短期集中型:目的に応じた最適な運動条件(種類、強度、頻度、時間)を設定して、短期間に集中して行うもの。
専門家による処方や指導を受け、短期間に大きな効果をあげることができる。
<日常生活における長期基本型運動>
■ 年齢に応じた長期基本型運動■
前期高齢者(65―74歳)における活動
・ 能力に応じた仕事(フルタイム、パートタイム)
・ 知識や経験を生かした地域活動やボランティア活動
・ 知的、文化的学習活動
・ 興味や関心を生かした趣味やクラブ活動
後期高齢者(75歳―)における活動
・ 興味や関心を生かした趣味活動
・ 家庭内役割活動
・ 地域での相互扶助活動(ネットワーク活動)
● 起居能力を維持増進するための運動
床からの起き上がり動作(上体起こし動作):腹筋群(腹直筋、内外腹斜筋)
床や椅子からの立ち上がり動作:大腿四頭筋(脚伸展筋力)
→ 上体起こしや上半身の捻転運動による腹筋群の強化、スクワット、下腿の伸展運動、階段登行なのによる脚伸展筋群の強化運動が有効
● 歩行能力を維持増進するための運動
最大歩行速度の低下
→ 歩幅の減少、歩行率の低下、下肢関節(股、膝、足)の可動性の低下、単脚支持時間の短縮、両脚支持時間の延長。

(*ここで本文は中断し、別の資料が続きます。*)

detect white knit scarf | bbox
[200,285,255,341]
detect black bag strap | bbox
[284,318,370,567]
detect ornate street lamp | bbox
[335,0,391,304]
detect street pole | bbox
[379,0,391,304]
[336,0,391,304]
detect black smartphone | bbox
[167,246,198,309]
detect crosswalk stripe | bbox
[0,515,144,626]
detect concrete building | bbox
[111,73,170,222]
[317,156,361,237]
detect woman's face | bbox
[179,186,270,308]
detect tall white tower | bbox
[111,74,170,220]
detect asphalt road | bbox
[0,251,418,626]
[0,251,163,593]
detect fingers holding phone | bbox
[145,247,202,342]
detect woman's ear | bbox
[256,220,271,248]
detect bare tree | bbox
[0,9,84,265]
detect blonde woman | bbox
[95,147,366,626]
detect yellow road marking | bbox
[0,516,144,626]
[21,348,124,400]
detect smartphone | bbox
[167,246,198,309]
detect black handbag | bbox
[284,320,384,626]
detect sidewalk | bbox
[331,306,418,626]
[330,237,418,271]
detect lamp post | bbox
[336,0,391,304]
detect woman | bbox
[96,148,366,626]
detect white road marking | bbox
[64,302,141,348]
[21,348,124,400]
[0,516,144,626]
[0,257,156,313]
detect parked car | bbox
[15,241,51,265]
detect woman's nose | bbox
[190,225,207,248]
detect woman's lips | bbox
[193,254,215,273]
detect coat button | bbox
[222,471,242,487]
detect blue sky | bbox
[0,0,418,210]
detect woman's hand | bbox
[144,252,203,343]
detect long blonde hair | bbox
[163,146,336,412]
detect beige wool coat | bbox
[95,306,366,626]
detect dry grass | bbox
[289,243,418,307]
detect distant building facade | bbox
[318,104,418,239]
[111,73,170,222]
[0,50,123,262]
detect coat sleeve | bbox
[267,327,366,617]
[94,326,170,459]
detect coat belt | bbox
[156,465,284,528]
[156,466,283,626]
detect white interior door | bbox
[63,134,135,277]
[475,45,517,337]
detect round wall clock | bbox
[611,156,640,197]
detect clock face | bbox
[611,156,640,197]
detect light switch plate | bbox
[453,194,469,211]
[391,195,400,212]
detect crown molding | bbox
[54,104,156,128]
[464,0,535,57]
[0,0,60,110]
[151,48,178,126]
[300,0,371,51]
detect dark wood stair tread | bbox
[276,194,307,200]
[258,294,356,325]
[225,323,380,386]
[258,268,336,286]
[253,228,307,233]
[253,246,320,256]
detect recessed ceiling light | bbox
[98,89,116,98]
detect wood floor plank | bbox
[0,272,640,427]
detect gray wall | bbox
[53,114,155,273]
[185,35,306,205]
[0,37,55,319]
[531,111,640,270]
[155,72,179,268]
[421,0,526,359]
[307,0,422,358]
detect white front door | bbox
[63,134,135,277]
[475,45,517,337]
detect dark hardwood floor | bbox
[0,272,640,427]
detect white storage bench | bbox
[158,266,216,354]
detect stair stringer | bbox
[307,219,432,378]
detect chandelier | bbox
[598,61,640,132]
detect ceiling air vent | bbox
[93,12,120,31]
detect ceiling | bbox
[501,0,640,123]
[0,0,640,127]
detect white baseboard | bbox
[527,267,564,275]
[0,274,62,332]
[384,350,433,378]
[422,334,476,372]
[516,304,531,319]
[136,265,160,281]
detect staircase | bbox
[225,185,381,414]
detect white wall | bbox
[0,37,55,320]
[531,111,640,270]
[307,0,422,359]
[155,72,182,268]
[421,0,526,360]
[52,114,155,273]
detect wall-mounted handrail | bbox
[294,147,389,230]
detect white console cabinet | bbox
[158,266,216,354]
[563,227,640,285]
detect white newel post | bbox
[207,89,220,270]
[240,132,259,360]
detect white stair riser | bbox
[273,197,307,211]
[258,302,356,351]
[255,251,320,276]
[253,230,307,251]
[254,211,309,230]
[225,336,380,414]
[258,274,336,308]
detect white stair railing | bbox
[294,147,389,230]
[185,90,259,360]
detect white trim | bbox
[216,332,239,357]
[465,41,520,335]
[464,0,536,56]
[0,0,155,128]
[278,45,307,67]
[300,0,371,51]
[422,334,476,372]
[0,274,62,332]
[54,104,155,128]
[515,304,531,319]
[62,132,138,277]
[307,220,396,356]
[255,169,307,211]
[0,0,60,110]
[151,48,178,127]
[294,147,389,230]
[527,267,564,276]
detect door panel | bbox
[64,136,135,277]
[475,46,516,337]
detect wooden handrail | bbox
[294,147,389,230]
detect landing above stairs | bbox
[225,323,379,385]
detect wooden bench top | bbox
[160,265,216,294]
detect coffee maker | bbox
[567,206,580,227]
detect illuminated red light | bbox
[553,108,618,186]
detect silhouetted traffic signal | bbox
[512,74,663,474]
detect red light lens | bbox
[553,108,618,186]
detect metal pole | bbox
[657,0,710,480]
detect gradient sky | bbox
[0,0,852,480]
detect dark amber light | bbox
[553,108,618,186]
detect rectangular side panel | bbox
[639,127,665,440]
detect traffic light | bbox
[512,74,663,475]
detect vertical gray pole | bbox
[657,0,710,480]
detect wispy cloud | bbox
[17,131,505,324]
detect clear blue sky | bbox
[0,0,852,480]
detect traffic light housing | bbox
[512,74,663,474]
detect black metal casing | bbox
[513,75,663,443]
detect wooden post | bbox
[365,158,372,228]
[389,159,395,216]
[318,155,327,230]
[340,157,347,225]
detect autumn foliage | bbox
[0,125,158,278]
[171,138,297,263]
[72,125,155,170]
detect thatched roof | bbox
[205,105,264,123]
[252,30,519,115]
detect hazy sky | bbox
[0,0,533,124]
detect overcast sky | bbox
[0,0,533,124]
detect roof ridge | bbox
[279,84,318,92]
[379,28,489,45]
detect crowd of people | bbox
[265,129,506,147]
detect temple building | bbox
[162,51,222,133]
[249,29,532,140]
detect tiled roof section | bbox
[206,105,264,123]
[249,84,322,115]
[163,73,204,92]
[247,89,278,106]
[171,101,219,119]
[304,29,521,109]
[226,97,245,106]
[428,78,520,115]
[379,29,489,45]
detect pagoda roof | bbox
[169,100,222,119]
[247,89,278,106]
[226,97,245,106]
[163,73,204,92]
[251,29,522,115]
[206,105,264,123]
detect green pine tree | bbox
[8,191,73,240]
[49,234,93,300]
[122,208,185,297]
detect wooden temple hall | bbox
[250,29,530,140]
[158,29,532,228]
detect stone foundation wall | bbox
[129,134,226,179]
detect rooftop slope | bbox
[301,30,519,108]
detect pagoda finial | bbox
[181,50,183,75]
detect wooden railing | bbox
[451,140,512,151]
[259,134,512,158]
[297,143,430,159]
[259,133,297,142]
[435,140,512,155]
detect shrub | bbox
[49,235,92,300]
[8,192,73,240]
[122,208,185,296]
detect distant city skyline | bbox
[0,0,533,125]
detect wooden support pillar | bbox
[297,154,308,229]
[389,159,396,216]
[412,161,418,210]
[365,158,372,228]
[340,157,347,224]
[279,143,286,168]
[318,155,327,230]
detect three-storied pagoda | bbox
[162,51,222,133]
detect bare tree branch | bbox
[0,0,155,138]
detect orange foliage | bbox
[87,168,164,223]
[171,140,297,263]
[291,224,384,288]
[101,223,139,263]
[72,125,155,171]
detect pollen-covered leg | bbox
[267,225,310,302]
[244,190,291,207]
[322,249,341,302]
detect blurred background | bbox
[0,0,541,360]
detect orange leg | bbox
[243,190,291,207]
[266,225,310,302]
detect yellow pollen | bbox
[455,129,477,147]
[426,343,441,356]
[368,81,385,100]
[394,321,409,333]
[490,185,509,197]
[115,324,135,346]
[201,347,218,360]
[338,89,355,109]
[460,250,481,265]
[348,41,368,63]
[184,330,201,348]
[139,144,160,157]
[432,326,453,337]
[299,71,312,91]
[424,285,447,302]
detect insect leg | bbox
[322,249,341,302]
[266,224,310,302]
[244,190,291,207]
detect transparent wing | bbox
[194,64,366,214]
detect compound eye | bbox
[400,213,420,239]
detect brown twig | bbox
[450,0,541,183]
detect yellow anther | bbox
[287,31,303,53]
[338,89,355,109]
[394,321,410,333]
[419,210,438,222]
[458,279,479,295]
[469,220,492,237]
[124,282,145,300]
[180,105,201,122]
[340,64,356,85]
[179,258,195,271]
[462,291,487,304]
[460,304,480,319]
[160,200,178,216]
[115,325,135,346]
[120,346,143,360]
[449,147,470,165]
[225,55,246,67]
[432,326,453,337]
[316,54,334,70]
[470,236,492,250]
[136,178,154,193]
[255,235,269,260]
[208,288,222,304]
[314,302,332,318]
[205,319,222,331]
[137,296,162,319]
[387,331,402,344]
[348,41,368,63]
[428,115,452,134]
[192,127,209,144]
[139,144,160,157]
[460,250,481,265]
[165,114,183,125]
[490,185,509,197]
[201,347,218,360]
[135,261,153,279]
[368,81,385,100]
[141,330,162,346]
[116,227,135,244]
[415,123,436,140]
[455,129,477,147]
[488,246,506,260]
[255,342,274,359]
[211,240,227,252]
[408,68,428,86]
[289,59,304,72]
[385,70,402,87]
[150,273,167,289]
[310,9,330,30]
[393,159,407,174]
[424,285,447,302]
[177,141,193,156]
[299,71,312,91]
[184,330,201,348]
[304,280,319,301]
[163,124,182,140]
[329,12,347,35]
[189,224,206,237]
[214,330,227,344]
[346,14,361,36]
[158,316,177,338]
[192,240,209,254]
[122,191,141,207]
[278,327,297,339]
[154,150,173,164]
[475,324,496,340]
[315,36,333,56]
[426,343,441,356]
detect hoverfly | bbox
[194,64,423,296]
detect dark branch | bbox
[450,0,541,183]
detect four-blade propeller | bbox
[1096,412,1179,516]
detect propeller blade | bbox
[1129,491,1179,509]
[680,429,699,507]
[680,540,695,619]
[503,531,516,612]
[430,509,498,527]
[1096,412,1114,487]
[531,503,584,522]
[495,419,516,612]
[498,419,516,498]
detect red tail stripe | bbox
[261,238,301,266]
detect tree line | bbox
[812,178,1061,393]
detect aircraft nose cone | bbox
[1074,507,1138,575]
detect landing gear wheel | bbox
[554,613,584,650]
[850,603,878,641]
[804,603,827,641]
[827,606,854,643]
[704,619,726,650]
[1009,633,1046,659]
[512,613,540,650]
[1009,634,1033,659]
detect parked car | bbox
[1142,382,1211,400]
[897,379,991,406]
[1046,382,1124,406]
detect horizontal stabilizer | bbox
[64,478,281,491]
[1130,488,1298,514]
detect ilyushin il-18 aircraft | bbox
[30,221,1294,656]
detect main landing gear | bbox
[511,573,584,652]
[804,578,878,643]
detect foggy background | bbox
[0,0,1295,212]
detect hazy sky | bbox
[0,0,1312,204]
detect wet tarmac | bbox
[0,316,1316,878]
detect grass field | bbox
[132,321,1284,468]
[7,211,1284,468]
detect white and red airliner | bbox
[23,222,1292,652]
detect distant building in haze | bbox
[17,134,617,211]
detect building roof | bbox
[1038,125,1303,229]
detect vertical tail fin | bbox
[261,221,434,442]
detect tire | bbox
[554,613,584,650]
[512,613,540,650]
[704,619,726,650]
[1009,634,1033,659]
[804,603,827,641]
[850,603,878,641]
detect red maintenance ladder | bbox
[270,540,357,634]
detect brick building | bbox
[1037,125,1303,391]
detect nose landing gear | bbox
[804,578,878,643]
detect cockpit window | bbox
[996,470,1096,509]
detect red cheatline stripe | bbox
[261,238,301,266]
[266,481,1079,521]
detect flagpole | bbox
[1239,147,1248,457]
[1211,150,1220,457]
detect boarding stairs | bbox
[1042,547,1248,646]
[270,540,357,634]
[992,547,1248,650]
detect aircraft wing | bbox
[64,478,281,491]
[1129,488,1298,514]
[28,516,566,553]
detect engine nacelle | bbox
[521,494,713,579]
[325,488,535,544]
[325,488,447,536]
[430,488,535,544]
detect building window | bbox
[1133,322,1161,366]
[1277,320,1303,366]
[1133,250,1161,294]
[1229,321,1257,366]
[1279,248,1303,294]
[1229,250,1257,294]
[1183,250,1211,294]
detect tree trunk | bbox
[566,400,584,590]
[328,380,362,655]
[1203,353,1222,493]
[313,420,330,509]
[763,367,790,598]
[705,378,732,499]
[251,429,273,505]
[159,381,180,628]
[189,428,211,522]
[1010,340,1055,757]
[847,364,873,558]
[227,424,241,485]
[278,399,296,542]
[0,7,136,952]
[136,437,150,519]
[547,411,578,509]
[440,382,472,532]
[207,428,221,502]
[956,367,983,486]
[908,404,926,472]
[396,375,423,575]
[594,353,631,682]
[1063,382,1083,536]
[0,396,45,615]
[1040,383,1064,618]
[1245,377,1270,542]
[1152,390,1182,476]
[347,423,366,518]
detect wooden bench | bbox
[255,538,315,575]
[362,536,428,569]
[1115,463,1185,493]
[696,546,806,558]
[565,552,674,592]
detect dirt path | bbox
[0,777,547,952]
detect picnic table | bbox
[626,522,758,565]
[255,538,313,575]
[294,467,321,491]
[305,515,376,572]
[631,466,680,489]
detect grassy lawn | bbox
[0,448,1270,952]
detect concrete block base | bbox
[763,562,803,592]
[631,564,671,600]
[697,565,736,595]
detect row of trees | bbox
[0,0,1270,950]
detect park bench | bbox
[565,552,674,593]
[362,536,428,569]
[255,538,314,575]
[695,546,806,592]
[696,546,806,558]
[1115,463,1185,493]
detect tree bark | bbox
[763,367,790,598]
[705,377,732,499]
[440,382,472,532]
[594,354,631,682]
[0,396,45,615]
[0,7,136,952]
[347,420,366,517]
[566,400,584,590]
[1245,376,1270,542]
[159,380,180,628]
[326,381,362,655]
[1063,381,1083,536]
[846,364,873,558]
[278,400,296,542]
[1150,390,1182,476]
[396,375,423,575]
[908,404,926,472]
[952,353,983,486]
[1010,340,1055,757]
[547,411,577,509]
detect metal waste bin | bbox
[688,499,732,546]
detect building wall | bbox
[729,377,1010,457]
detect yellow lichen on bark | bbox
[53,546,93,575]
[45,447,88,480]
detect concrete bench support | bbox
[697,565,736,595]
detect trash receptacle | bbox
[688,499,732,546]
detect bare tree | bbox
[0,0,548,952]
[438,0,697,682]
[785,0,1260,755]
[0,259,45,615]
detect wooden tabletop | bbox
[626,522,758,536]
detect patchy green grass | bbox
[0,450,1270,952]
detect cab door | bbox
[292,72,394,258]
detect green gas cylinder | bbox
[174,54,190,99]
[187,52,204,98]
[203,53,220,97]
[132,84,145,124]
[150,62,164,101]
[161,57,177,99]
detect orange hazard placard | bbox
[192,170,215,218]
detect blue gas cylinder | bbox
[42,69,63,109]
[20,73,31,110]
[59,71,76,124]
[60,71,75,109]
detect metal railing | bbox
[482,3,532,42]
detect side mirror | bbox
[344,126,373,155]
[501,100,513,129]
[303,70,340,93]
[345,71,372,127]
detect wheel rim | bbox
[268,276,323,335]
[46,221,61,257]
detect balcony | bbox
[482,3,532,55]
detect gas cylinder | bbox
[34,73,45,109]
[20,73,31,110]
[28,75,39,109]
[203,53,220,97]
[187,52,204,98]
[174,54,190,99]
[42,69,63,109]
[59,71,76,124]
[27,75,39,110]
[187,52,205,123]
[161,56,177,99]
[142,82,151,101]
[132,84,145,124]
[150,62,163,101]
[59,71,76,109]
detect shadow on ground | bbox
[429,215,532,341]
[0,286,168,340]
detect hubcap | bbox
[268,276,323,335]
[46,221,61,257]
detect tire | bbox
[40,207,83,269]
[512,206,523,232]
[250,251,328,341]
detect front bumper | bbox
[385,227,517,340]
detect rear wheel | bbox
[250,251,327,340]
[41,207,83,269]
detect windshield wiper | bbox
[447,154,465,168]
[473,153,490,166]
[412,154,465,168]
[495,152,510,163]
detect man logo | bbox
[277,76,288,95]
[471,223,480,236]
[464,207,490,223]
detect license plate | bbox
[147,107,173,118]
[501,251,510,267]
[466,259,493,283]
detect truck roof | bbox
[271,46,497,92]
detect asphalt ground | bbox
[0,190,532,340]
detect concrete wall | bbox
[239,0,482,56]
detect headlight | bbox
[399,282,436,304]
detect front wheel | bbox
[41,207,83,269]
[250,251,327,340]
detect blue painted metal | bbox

→ 下肢の瞬発力や筋力、平衡性、敏捷性といった生理的機能の低下。
● 身体運動動作を維持増進するための運動
身辺動作には、衣服の着脱、整容、入浴、トイレ等。
肩関節を回したり、身体を屈めたりなどの動作。
肩関節や体幹部関節の可動性が主な制限因子。
● 手腕動作能力を維持増進するための運動
衣服のボタンかけ、裁縫、調理、食事、書字等
手指と前腕の粗大運動と指先の緻密な運動によりなりたつ。
指併せ運動、指のタッピング、手腕の回転運動。